Recuperar a ética, a qualidade de vida urbana e refrear as involuções são desejáveis. Essa semana foi notícia um conflito de interesses no tombamento da Chácara das Jabuticabeiras em São Paulo. Descortina procedimentos péssimos na discussão de seu tombamento no Conpresp (Conselho de Preservação de São Paulo) quando seus conselheiros, desfavoráveis ao tombamento, tiveram a votação suspensa por intervenção do Ministério Público, por não considerarem a vontade popular.

Fato é que Conselhos estão na mira dos prefeitos e governadores para não atrapalharem nem impedirem empreendimentos, porque no governo federal já ouvimos da boca do presidente falas como: "se tiver cocô de índio, não vai poder mais construir" ou "pra salvar um papagaio não pode fazer a ponte". Tudo com sarcasmo barato, desrespeitoso, vulgar e, evidentemente, afrontando a lei.

"Se os Conselhos não representam a população e não a ouvem, esta acaba recorrendo ao MP", esta é a análise da editora-chefe do JJ, Ariadne Gattolini, como mostrou a reportagem recente da rua Trenton.
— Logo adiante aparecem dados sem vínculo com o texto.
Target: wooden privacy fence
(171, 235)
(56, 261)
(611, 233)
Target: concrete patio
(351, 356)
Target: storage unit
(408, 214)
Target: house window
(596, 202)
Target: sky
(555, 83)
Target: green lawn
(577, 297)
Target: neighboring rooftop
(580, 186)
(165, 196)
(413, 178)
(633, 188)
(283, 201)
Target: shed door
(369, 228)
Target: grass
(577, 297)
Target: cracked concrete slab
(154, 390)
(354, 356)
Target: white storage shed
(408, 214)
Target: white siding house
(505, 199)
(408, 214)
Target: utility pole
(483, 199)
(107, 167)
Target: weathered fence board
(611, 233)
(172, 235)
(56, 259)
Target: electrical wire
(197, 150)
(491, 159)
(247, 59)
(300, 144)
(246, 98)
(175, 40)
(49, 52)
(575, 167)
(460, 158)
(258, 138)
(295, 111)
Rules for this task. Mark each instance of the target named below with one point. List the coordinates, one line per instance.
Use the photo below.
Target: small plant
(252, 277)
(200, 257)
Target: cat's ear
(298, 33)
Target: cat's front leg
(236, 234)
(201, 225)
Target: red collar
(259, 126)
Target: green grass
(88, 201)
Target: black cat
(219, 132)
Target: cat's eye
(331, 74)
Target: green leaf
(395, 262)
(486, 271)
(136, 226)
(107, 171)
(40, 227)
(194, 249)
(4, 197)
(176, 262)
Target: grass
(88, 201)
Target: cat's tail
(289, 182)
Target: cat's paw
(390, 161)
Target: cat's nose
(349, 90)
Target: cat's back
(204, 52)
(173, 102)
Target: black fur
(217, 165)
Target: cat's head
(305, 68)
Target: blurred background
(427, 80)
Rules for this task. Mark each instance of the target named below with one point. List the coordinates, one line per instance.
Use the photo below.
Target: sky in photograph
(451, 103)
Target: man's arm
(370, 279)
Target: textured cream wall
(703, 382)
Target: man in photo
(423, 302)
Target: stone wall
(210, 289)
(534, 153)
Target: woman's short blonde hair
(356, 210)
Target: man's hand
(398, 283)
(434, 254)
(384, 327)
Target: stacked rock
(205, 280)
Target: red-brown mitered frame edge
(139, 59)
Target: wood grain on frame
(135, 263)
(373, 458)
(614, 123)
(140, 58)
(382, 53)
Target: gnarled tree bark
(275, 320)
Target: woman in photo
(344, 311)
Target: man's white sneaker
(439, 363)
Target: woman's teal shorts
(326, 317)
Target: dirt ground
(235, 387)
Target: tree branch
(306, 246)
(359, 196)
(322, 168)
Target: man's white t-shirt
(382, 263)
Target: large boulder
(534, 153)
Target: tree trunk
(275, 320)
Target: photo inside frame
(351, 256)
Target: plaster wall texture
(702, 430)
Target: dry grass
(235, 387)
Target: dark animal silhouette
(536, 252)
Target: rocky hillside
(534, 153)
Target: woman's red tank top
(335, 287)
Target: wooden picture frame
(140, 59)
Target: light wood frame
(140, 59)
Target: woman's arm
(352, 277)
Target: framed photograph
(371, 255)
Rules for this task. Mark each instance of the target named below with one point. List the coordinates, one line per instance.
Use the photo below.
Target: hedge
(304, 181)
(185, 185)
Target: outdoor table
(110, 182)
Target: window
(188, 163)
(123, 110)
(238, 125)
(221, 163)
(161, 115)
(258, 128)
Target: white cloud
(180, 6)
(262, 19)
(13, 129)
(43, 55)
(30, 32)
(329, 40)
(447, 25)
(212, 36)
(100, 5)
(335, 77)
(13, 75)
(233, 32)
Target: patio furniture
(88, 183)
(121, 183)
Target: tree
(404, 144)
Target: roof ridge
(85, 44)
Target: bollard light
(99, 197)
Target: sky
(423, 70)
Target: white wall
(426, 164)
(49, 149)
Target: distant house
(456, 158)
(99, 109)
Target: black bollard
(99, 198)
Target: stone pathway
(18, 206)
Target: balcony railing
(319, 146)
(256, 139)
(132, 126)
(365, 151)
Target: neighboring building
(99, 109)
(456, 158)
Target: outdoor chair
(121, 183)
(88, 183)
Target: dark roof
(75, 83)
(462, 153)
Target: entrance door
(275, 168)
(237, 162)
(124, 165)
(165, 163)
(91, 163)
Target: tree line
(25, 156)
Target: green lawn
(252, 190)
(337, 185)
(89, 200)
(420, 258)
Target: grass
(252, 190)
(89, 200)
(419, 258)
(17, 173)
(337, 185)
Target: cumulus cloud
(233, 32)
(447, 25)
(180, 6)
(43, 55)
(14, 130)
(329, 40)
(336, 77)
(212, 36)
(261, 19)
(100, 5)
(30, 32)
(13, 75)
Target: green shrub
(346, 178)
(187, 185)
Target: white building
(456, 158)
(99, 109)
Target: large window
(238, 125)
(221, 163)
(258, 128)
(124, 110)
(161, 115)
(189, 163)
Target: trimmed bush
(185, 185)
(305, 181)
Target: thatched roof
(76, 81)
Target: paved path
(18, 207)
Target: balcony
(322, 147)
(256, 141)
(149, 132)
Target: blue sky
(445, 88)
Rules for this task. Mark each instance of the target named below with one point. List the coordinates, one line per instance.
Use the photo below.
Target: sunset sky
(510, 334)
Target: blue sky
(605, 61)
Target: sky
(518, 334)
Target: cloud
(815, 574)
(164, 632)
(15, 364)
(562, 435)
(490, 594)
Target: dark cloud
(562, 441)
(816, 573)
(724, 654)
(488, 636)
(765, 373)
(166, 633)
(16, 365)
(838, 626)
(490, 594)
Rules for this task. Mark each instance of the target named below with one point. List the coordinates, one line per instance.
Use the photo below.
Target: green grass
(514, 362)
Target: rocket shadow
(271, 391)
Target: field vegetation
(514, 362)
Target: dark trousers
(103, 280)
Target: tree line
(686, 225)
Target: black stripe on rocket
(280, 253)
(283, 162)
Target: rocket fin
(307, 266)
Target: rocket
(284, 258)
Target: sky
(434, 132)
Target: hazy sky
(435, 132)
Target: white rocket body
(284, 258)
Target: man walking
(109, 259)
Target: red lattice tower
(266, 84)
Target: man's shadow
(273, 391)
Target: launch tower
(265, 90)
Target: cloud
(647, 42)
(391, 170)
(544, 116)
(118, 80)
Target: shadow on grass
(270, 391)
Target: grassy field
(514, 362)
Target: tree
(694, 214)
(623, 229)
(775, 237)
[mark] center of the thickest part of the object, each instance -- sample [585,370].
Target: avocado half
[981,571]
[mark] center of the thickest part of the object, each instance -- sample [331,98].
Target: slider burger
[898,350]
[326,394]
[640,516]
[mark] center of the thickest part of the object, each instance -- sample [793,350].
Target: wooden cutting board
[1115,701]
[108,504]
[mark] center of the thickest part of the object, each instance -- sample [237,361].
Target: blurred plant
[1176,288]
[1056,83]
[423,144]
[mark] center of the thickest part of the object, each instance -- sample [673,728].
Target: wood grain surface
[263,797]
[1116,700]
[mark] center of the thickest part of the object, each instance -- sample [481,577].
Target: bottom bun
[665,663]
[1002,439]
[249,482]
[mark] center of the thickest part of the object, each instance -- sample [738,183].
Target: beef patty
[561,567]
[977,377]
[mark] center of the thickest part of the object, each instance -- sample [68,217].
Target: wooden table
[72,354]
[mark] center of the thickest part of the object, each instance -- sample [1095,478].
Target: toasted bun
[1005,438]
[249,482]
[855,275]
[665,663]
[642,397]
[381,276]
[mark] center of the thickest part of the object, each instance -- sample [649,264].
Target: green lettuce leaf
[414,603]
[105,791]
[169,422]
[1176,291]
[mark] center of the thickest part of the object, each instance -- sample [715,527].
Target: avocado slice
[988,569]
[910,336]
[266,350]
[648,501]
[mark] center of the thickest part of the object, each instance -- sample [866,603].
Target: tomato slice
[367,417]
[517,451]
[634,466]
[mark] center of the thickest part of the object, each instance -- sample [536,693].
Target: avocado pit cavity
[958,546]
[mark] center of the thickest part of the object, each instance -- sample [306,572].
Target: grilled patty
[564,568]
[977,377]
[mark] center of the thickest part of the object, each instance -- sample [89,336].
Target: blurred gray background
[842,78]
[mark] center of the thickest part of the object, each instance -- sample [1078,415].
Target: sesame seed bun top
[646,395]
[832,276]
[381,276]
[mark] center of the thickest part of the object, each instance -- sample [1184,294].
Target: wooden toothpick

Se, na consulta do Plano Diretor, os moradores não são ouvidos, a ação posterior traz prejuízo para os gestores e empreendedores.

O isolamento, que mudou os comportamentos, também provocou soluções que vão alterar significativamente o funcionamento de tudo através dos veículos virtuais. Antes da pandemia, reuniões já eram feitas virtualmente e as presenciais com participação on-line, porém com menor frequência. Esse modelo virtual permitiria reuniões ordinárias nos Conselhos e aumentaria a presença com quórum, mesmo durante a pandemia, pela facilidade de acesso. Tentei falar sobre isso com o representante dos conselhos, mas não tive êxito. Mas as reuniões, como antes, continuam inacessíveis para quem quer assisti-las. Conselhos têm reuniões muito fechadas e resultados pouquíssimo divulgados.

As ações de moradores reclamando de alterações na lei do Plano Diretor estão cada vez mais frequentes e não estamos noticiando ações nos Conselhos atuantes de Jundiaí. Divulgar resultados não é só colaborar na transparência, é divulgar conquistas, divulgar conhecimento e cidadania. Se o Conselho do Meio Ambiente teve ações eficientes há décadas, não vejo o mesmo em outros Conselhos que cuidam da cidade. Estão ouvindo os moradores? Estão corrigindo falhas? Estão criando leis e indicando correções e ajustes nas leis?

As preservações de bairros consolidados que são atingidos por alterações no Plano Diretor e que agora acabam por ser descaracterizados, com o objetivo de torná-los comerciais, estão em pauta e geram debates na revisão do Plano Diretor em São Paulo. Revelou-se essa semana uma avalanche de críticas que colocou em xeque a composição do conselho que está preenchida pelo interesse da verticalização a qualquer preço, mesmo em lugares com proteção ou que se pretenda proteger pelas qualidades ambientais e afetivas.

Tudo isso representa uma preocupação, já que os interesses são difusos e nem sempre o interesse coletivo impera. Zonas especiais de proteção de bairros não se mostram suficientes na legislação do nosso Plano Diretor. Está faltando e é urgente a identificação e proteção desses bairros consolidados e, enquanto isso, há muitos lugares se deteriorando e perdendo o preço por conta dessa negligência com consequente descaracterização.

O papel dos conselhos precisa ser o de apresentar soluções e brecar essas deteriorações em benefício do interesse coletivo, abrindo pautas para a discussão pública e divulgando as suas ações.